I don't see where there was a mistake I was making there. I was suspicious that there was proof that the Taliban killed someone based on the leak and you're basically saying that they may have done but there's no proof of it.

In addition I was further suspicious that if the government flat out says that there was proof (as NGTM-1R claimed) and Manning had plead to it, that it would still turn out to be more like the situation you describe.

The mistake you were making was in assuming there is likelihood of improper factual statements in a guilty plea.  In point of fact, the liklihood of non-factually support statements in the American equivalent of an "agreed statement of facts" is very low as it has to be drafted by both prosecution and defense, agreed to, and factually supported by the evidence available.  It is then subject to judicial review.  These documents can contain errors and inaccuracies, but the likelihood of that happening during a guilty plea in a high-profile case is exceptionally low.

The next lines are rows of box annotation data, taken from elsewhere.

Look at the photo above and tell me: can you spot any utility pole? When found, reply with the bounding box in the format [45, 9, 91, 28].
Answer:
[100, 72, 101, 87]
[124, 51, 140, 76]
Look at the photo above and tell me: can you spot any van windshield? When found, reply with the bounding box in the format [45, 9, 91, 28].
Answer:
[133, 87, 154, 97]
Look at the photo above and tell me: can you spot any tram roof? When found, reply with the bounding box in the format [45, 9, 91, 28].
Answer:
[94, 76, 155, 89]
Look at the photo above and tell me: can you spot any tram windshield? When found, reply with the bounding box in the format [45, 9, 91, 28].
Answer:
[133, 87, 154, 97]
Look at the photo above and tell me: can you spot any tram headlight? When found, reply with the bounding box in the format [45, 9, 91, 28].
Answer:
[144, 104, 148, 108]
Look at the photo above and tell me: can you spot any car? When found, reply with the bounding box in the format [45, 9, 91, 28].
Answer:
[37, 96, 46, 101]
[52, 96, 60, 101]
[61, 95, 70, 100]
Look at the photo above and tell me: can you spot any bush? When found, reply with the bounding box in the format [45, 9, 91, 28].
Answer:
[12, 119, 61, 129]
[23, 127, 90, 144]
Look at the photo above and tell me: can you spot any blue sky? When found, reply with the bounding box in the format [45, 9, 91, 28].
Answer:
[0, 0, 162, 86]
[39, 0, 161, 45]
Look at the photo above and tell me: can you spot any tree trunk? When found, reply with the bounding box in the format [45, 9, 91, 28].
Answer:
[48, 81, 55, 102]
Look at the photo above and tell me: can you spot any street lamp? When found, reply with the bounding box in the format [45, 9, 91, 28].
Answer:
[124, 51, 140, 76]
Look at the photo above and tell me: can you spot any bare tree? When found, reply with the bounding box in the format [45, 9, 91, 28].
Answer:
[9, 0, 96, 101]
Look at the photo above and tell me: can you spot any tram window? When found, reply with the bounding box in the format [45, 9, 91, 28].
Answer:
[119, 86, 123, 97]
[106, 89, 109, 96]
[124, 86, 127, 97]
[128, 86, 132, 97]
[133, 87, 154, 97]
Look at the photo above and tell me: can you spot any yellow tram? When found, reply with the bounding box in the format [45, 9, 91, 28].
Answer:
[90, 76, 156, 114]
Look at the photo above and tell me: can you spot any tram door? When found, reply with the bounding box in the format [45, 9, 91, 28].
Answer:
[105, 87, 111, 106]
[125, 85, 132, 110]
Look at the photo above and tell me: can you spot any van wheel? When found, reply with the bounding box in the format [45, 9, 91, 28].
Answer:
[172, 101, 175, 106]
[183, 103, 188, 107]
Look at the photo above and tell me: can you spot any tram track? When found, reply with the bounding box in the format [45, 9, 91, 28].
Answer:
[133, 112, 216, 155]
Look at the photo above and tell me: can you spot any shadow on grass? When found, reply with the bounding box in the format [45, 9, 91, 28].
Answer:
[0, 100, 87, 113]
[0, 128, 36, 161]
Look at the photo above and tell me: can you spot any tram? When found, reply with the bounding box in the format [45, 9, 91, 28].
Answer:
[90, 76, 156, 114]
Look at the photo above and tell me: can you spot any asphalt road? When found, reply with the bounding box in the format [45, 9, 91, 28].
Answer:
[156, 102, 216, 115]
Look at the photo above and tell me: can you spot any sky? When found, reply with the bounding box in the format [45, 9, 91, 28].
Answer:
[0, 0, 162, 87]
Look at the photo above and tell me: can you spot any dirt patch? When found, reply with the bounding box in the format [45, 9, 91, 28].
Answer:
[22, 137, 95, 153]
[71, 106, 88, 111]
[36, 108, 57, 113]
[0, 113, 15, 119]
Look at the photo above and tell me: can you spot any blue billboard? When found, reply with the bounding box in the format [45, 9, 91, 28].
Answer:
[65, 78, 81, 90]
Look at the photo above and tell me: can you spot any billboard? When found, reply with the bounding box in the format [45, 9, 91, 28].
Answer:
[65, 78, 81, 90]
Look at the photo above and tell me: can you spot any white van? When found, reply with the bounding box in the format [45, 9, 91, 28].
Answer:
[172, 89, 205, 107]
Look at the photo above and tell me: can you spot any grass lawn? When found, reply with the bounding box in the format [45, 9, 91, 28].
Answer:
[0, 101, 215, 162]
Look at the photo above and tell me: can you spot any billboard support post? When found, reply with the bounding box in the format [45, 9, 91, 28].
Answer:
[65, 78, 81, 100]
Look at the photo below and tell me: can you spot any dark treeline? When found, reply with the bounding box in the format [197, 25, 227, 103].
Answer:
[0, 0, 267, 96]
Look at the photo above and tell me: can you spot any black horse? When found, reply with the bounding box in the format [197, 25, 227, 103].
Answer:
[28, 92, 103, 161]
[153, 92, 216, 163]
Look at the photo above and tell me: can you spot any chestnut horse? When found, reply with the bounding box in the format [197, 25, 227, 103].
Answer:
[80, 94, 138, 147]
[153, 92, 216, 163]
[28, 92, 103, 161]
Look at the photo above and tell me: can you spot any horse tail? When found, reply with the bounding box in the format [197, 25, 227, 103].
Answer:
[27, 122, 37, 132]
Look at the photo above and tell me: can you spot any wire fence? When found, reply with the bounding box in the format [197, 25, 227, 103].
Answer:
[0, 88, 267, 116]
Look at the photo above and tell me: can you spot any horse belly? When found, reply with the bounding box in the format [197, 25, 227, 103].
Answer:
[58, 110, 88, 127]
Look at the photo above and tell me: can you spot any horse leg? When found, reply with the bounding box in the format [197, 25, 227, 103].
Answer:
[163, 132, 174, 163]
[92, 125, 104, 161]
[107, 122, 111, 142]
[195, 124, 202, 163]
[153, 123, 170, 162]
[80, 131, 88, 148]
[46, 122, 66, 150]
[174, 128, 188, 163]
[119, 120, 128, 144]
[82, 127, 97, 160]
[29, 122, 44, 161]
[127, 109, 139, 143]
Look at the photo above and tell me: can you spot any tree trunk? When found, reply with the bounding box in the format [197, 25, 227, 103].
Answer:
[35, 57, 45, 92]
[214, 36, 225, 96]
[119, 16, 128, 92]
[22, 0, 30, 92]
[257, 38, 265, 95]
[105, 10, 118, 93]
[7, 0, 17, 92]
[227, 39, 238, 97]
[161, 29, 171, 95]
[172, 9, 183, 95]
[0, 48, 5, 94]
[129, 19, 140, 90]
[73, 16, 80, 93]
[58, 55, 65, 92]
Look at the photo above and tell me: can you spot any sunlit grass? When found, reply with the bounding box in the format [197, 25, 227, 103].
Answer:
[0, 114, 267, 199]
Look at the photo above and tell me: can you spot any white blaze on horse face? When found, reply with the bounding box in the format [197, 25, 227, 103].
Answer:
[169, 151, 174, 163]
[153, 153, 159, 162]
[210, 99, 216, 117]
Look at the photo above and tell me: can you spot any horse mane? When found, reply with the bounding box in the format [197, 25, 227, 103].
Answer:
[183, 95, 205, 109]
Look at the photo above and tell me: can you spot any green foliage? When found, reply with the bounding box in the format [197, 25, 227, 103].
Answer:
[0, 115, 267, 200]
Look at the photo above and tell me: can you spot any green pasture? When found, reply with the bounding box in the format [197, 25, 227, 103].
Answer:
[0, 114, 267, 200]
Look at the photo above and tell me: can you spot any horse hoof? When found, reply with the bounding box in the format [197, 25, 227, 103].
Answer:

The "agreed statement of facts" or equivalent in most judicial systems is the closest thing to a factual record of the crime and is considerably more reliable than any judicial or juridical findings in a case, particularly in the United States and Canada (Britain's system differs due to differences in rights and inferences that can be drawn based on testimony).  In that regard, statements made in a guilty plea are ordinarily quite reliable if a defendant is well-represented, and Manning was.

NGTM-1R's error, on the other hand, was factual - there is no definitive evidence that the death in Afghanistan attributed to the leak by the Taliban was actually due to the content of the leak itself.